An alternate approach has been developed through the use of a spray graining technique to produce product granules. Generally, the spray-graining technique employs the spraying and drying of calcium hypochlorite slurries to avoid filtration and drying problems. This technique also minimizes the loss of calcium hypochlorite due to thermal degradation by reducing the required drying time. A key consideration in this technique is the fact that calcium hypochlorite is susceptible to rapid chemical decomposition in the presence of moisture at temperatures only slightly above ambient room temperatures. The thermal stability of calcium hypochlorite improves as the water content is reduced. Spray graining techniques have been perfected to produce granular calcium hypochlorite particles with layers of calcium hypochlorite encapsulated in a smooth rounded granule. However, the apparatus necessary to produce these granules in a fluidized bed or rolling bed dryer, as well as the necessary careful control of conditions, have made this a costly technique. Also, the use of a rotary drum results in the buildup of moist materials on the inner drum walls that requires labor intensive scraping of the walls to remove.
Further, the techniques adopted to produce calcium hypochlorite have not necessarily led to the production of a durable granule of a particular size and shape that dissolves quickly in water. Dust produced from the recycling of particles during the manufacturing process normally must be compacted. These compacted particles are normally dense. These and other particles cannot dissolve completely when the granules are distributed on the surface of a swimming pool. Undissolved residue in pools is undesirable in calcium hypochlorite product, being aesthetically displeasing and possibly leading to the bleaching out of the color in pool liners when the residue settles on the bottoms of the pools.
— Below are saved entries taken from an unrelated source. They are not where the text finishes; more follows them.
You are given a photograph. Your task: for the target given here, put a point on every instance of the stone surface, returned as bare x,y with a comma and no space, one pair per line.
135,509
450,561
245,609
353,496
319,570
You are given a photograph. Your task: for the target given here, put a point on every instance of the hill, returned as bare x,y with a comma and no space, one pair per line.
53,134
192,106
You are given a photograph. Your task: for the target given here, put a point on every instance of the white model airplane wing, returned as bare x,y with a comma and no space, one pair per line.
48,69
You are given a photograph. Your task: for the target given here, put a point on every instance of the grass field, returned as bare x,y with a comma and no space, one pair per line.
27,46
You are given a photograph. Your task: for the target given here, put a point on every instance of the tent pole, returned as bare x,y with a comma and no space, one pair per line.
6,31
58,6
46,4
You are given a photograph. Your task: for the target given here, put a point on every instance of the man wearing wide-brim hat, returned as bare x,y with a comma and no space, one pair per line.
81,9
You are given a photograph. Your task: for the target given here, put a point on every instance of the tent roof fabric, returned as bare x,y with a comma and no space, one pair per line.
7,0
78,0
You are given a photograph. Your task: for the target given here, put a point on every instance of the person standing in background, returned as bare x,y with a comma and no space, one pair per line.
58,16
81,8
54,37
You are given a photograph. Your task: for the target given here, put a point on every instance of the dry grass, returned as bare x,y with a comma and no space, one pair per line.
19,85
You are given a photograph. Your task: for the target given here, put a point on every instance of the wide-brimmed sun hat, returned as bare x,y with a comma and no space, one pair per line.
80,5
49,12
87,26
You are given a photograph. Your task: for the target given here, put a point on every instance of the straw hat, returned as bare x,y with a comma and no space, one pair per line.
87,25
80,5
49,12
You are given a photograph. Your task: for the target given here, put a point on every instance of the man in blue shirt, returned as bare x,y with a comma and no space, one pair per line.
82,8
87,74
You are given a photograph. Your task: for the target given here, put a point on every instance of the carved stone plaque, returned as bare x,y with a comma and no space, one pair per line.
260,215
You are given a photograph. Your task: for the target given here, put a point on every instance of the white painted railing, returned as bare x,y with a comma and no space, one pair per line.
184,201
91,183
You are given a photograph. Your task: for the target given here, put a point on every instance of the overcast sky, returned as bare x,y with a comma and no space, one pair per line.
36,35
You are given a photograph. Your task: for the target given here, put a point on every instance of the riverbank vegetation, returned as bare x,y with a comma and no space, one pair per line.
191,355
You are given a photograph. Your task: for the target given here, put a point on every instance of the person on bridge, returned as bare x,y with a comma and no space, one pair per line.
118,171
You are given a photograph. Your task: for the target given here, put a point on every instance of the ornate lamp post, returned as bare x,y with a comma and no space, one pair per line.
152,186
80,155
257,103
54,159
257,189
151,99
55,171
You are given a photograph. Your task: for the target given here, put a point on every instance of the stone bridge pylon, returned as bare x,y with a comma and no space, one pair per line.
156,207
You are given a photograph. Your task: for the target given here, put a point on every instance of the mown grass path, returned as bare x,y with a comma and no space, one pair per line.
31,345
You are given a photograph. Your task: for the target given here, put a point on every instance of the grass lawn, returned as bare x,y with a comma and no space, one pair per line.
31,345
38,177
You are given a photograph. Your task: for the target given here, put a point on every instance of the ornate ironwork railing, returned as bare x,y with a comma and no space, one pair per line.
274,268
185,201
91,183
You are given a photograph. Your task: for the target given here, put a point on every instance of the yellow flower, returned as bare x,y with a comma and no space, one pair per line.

Further, the highly corrosive nature of calcium hypochlorite takes its toll on the apparatus employed in its production. Where pressure or preform rollers and granulators are employed, costly regular replacement or repair of the equipment must be accomplished every year or two since rapid oxidation of the exposed metallic parts occurs. The preform rollers press the partially dried and filtered cake into thick sheets at high pressures, for example up to 1000 pounds per square inch. The pressed sheets are then fed into the granulators where the sheets are broken up into small particles by rotary blades forcing the product through screens of predetermined size to create more surface area for drying. These screens and blades are especially susceptible to corrosion.
Other costly handling equipment, such as elevators and conveyors, must be used to transport the filtered cake and crushed particles to, between, and away from the compressive and granulating apparatus.
These and other problems are solved in the application of the process to produce the agglomerated product particle comprising the present invention.